犬は概ね6~12ヶ月の周期で排卵が起こり、排卵した後2ヶ月間は発情休止期という時期を過ごします。発情休止期中は卵巣に黄体という組織が形成され、犬の場合妊娠の有無にかかわらず黄体は2ヶ月間ほど維持されます。

犬の発情周期
発情前期(10日前後)
→発情期(6日前後)
発情休止期(受精・着床している場合は妊娠期間)(60日前後):黄体期
→無発情期(5〜12ヶ月)

この黄体から作られるホルモン(プロゲステロン)が妊娠の維持にはとても重要で、赤ちゃんが子宮内で育ちやすい環境を用意してくれます。
しかし、赤ちゃんにとってとても重要な黄体ホルモンは、赤ちゃんがいない場合には子宮内に細菌が繁殖しやすい環境(子宮の過形成、子宮内の免疫力の低下など)を提供してしまいます。このことが犬で子宮蓄膿症が発生しやすい要因となっています。
犬が子宮蓄膿症を発症するのはほとんどの場合黄体ホルモンの影響がある期間に当たるため、生理が見られてから2ヶ月間の間は特に注意する必要があります。
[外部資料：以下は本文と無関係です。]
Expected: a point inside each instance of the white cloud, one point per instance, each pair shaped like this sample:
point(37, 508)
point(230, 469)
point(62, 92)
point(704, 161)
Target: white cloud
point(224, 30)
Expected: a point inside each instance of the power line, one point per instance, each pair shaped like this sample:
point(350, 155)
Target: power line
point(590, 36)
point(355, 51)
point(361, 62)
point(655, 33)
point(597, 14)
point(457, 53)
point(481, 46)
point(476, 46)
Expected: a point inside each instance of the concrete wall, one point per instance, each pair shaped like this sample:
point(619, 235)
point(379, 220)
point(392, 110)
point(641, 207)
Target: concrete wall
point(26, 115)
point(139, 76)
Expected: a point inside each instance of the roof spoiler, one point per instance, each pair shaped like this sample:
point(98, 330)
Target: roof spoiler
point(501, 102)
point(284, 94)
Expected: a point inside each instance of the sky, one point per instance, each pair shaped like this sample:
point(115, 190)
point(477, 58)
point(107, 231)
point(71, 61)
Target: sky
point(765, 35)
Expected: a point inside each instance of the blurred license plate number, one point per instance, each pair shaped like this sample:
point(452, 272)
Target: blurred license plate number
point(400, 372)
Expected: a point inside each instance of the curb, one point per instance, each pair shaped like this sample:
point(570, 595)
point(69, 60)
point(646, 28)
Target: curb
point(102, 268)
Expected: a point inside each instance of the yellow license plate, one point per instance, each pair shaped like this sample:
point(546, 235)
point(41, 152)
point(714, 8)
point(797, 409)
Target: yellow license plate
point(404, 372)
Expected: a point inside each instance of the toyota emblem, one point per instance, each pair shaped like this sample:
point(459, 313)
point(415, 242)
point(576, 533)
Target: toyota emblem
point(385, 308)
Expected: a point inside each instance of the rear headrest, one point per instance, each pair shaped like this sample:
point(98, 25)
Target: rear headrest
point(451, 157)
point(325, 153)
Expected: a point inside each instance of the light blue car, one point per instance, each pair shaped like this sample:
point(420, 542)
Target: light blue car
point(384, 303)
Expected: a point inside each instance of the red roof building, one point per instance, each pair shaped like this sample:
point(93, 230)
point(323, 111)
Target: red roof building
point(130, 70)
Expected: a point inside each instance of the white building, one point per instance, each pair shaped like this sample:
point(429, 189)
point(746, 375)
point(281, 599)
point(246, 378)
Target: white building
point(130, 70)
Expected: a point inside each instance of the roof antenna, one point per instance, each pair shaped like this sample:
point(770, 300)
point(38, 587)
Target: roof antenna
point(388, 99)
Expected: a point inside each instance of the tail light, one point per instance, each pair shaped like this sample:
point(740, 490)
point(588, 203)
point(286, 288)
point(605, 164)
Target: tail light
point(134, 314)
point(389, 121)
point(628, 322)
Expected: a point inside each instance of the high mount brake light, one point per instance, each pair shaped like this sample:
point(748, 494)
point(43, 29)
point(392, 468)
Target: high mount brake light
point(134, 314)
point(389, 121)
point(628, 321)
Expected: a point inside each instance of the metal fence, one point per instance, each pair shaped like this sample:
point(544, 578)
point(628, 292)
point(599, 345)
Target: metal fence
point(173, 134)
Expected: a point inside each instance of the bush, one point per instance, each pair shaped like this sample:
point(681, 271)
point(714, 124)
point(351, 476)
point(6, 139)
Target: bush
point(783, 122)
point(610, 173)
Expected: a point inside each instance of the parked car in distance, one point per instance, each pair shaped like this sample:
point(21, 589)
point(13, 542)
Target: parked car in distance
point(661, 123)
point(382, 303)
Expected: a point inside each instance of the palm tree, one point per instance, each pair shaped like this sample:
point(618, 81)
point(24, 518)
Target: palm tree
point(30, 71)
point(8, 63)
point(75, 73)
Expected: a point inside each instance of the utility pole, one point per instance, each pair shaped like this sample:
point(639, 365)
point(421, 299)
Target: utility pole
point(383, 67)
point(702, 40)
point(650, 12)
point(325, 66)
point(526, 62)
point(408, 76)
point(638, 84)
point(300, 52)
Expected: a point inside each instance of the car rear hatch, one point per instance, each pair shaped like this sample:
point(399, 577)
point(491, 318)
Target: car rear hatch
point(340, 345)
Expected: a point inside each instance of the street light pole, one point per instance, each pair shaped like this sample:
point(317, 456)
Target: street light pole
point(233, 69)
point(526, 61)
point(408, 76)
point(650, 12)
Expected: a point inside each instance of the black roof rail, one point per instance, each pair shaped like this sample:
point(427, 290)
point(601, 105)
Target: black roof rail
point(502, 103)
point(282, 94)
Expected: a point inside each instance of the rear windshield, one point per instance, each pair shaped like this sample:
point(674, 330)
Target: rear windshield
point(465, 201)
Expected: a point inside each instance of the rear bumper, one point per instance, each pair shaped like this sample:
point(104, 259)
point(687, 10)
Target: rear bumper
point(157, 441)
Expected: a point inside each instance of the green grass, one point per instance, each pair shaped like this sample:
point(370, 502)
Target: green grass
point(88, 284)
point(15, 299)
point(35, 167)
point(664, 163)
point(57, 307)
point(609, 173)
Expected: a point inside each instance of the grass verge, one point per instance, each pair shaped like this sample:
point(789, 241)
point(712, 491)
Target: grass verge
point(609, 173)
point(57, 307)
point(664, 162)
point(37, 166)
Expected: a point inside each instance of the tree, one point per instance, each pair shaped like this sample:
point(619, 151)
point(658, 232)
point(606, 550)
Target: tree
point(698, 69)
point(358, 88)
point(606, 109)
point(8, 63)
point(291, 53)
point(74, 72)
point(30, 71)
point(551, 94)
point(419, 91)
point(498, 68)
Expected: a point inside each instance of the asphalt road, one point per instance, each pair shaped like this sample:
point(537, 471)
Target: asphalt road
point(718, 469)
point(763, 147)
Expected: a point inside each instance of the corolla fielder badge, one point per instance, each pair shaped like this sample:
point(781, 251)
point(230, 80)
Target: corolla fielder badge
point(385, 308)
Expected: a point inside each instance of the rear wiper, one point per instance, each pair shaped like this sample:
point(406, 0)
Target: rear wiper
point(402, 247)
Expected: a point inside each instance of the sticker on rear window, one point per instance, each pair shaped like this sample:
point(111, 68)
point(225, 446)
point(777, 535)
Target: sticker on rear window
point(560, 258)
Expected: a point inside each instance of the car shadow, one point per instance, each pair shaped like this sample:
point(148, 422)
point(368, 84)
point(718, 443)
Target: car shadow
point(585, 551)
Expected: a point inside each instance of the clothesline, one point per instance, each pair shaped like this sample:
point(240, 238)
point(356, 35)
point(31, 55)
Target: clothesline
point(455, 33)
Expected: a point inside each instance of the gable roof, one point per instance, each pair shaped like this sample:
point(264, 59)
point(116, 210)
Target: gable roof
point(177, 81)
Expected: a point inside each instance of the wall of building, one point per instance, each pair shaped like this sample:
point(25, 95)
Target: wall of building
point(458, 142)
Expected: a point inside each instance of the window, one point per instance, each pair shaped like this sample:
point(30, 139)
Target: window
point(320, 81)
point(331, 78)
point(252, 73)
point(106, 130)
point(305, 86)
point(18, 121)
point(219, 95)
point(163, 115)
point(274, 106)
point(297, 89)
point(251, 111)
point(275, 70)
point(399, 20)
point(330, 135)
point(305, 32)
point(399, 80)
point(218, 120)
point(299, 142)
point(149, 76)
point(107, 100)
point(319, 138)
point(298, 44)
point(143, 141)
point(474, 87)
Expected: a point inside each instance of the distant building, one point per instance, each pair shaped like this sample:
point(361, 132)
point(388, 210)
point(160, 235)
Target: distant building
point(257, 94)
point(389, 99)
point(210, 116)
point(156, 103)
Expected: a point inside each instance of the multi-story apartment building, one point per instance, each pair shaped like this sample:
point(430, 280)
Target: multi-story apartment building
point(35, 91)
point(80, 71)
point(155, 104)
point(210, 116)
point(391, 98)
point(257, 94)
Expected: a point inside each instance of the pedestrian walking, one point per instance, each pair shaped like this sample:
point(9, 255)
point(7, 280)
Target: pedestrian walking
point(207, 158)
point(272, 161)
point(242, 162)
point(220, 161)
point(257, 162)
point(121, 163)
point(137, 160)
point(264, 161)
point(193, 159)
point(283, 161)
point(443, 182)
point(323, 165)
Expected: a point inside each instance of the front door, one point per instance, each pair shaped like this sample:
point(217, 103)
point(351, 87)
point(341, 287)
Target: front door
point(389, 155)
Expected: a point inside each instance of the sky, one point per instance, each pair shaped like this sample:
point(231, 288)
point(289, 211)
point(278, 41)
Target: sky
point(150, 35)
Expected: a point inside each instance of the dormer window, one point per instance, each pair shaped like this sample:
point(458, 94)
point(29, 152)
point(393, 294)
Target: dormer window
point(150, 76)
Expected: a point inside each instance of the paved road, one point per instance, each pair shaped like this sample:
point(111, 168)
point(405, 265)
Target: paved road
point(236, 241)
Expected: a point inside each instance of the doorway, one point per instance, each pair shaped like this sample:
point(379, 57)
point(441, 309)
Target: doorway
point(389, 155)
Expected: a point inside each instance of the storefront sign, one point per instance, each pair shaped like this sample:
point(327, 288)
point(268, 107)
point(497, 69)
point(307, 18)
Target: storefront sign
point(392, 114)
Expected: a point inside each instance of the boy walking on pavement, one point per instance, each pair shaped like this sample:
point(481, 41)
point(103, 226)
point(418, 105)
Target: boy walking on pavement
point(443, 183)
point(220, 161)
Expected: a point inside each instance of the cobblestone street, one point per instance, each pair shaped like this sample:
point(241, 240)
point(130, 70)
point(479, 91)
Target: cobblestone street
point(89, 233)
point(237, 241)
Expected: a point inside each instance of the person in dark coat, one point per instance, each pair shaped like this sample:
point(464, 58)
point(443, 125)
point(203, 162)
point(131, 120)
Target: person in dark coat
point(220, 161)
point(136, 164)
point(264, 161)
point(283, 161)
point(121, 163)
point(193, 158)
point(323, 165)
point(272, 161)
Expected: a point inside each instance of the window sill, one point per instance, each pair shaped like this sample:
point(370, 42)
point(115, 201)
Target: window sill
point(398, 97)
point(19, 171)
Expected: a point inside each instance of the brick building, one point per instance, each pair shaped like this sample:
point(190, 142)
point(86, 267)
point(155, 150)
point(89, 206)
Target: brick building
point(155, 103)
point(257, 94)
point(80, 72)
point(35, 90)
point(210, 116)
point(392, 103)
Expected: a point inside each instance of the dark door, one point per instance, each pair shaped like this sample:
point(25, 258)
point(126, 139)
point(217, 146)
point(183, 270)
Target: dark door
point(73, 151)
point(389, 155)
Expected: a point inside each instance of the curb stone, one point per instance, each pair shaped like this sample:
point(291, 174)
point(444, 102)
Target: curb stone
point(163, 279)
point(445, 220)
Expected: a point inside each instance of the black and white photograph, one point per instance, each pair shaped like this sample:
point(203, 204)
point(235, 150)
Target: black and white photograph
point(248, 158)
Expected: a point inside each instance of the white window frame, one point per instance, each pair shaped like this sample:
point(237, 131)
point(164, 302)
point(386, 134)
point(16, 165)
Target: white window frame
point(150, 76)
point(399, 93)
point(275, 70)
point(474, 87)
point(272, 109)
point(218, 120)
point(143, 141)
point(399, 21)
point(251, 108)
子宮蓄膿症を発症した場合は、大量の細菌が体の中で繁殖してしまうため、発熱、食欲不振、多飲多尿、嘔吐、脱水などの症状が認められます。また、外陰部からの排膿が認められることもあります。子宮蓄膿症を発症すると比較的早期に全身への影響が表れ始め、進行すると全身性の炎症反応や敗血症につながり、重篤なときには多臓器不全を起こしたり、ショック症状を起こしたりして急死することもあります。

治療方法は内科治療と外科治療がありますが、完治させるためには外科治療が最も有効です。
内科治療は手術可能な状態に体を整える目的が主なものですが、どうしても子供を残したい場合は抗生剤やホルモン剤による治療を行います。しかし、母体にとっては外科治療以上にリスク(合併症や再発)を伴うことが多いため、より慎重な治療が必要となります。

実際に手術して取り除いた膿の充満した子宮
(クリックすると開きます;苦手な方は控えてください)

なお、出来る限り早期に治療するほど母体への影響は少なくなりますので、生理後2ヶ月以内に先程挙げた症状が見られたらお早めにご相談ください。

また、当院では早期に発見できた場合は子宮が大きくなっていないため、内視鏡(腹腔鏡)での手術も可能です。